The character who gets the shaft in “Maybe Tomorrow,” unfortunately, is again Ani Bezzerides. While all of the men are busy getting rich emotional development, True Detective’s lone female protagonist is left out in the wilderness. At least she’s actually making a little headway with the case, discovering Caspare’s connection to a shady property-holding group, and his fondness for eastern bloc prostitutes. That one of Semyon’s men is found murdered in a manner similar to Caspare, and Woodrugh has a brief run-in with Semyon at a club, only reinforces the idea that the gangsters and the police are embroiled in this mess together.

Good work, Bezzerides. Kick your feet up, enjoy a drag on your e-cigarette when the men aren’t around to comment on it, and let’s hope Pizzolatto finally gets around to your story next week. It would be great to get to see McAdams play something other than the tough girl in a man’s world for a while.

What’s becoming clearer each week of True Detective’s sophomore season is that the show works best when the central mystery takes a backseat to characterization. Who killed Ben Caspare just isn’t as interesting as why Ray Velcoro is so desperate to remain a father to a child who’s nothing like him, or why Paul Woodrugh hides his true self behind a badge of American masculinity. The murders are always just Macguffins that enable the plot to unfold, giving us a chance to spend time with what really matters over the course of the investigation: the characters. We’re slowly learning that the mystery at the heart of this show is those who wear the badges, not the crimes they’re trying to solve. If that trend continues, and we get the characterization that Ani Bezzerides deserves, then True Detective just might stand a chance.
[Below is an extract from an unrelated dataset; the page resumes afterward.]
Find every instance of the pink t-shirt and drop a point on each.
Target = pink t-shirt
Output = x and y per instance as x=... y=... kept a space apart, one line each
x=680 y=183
Note: I’d be remiss if I didn’t mention Ray and Ani’s visit to the film set. Amidst the rubble of a junk dystopian film shoot sat a director who was oblivious that his work was trash while alienating the crew around him by acting like a diva. The issue? The braided, dark haired director was almost a dead riner for season one director Cary Joji Fukunaga who had a huge falling out with Nic Pizzolatto after TD wrapped its premiere season. Deriding the lauded director who created the stylistic feel of your show and won it its sole Emmy? It’s just another piece of evidence for my central thesis: Nic Pizzolatto must be some asshole.